子供たちの習い事にも協力して連れて行きます。

子供たちはまだ家でお留守番ができる年齢ではないので、
子供を引き渡すときに当然毎日私は元夫に顔を合わせるわけです

元夫はうちの鍵を持ってるし、うちの中にも普通に入ってきます。

この状況って日本じゃ信じられないでしょう??

共同養育は両親の人間力を試される!

アメリカでは共同親権が一般的なので、両親が離婚してても
子供たちはお父さんとお母さんのそれぞれの家を行ったり来たりするんですね。

元夫とは決して仲良い関係ではないのですが
ひとえに子供たちのためにお互いに対するネガティブな感情は押し殺して
淡々と事務的に接しています。

私もまさかこんな状況になるなんてほんの2年前くらいまでは
微塵にも思っていませんでした。

というのも私はある日突然、夫に離婚したいと宣告を受けた側だったんです。

それまでの私は夫に今でも愛されていると思い込んでいました。
子育てが大変になってきて日頃ぶつかることが多くなったなぁとは思っていたのですが
そんなの周りの夫婦も似たような感じだったし全く気にも留めていませんでした。

夫も中年に差し掛かり短気になってきたなぁ、くらいにしか思っておらず。
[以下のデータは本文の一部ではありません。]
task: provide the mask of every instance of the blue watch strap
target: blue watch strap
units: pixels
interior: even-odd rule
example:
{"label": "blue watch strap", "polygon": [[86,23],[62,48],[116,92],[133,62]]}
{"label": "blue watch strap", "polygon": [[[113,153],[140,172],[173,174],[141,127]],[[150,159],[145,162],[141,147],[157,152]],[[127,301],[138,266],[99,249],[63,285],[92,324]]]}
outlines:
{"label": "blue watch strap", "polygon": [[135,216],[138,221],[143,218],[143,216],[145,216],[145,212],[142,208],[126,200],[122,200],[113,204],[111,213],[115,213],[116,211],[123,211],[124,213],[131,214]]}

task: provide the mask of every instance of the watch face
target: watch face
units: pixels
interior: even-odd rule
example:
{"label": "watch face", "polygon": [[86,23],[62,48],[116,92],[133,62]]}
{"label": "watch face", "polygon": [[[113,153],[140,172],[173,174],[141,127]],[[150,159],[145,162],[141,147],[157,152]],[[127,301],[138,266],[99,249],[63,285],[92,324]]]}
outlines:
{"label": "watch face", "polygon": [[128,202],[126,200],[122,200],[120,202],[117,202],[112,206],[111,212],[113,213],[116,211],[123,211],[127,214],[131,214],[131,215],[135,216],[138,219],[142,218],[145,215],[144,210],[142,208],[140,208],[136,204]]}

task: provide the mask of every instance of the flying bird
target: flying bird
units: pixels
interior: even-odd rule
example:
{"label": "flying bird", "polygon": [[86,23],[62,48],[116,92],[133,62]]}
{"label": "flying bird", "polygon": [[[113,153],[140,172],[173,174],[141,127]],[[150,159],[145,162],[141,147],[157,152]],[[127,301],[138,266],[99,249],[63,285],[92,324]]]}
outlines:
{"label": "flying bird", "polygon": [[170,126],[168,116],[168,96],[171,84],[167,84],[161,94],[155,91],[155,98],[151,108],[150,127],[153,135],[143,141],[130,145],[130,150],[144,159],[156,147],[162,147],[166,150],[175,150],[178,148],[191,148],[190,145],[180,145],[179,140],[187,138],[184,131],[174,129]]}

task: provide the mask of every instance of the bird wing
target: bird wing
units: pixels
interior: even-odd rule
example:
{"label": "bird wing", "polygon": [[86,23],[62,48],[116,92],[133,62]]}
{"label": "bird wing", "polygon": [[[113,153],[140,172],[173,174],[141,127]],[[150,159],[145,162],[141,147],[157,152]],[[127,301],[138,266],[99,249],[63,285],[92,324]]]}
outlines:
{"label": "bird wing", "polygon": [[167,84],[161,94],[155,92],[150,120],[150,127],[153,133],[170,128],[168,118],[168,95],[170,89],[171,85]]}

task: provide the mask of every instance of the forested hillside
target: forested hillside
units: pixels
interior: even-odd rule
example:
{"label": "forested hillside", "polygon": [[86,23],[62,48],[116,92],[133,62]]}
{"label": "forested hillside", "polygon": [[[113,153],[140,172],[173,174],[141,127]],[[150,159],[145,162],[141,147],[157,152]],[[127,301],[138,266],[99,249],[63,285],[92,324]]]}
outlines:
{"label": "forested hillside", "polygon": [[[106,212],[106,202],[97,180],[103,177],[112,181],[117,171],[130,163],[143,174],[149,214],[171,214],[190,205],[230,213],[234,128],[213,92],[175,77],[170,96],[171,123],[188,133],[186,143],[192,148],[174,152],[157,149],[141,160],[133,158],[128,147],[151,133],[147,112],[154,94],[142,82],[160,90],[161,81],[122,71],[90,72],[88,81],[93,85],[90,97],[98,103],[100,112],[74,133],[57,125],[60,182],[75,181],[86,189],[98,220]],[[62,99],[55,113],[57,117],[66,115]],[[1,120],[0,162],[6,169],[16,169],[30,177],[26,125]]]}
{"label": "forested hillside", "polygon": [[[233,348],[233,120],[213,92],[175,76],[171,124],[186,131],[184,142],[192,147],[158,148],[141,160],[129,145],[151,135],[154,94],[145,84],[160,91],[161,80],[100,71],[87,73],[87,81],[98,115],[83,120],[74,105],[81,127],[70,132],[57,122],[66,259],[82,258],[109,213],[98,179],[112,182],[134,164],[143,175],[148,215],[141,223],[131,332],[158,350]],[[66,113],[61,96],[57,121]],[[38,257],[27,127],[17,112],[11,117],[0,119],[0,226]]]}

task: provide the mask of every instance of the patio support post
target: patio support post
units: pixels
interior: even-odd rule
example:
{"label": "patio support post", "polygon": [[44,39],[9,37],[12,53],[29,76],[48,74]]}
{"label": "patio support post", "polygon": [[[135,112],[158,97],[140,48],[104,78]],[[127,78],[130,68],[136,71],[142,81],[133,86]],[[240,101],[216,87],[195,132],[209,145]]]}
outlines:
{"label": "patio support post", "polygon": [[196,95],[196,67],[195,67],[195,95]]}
。。

なので元夫に裏切られた思いが強いし憎しみとか恨みの感情が
ゼロかと言われるとウソです。

だけど私はとにもかくにも子供の事を最優先ですべてを考えています!
離婚してしまったけれど、元夫と友好に共同養育することが
この子たちのために出来ること
なんです。

これはほんっとうに人間力を試される!!

今ではもう本来の自分を取り戻して前向きに明るくやっている私ですが
ここに至るまではひどく荒れているときもありました。(苦笑)

人を許す心とか、自分がコントロールできないもの(相手の気持ちや態度)は
どうしようもないとか、それまで意識したことが無いような
ものの見方について学びました。

お坊さんの教えも読んだし、キリスト教会に通って人生について
自分という人間について根本から考え直しましたね。

正直に言うと、私はもともと人生を少し舐めていたというか、
さほど苦労してこない人生を送っていたので
少し調子に乗っていたところもあったと思います。

離婚という人生の危機を経験することで私は謙虚になったと思います。

私を支えてくれる家族や友人、同僚たちに感謝の気持ちが非常に大きくなりました。

この半年くらいは一日一日を大事に感謝する気持ちで過ごしてきました。
そうすると、あれだけ憎かった元夫に対しても、ちょっとだけ、
同情心のような、憐れむ気持ちも出てきました。

出会ってから結婚生活の期間を通して15年間一緒にいた人ですから。

だから、彼が機嫌が悪い時に酷い言われ方をすることがいまだにあるんですが
私はサラリとかわして反撃は一切しません。
あくまでビジネスライクに丁寧に接します。

そうすると、元夫も徐々に同じように私に接してくるようになってきました。

離婚してまだ間もないので手探り状態の部分も多いです。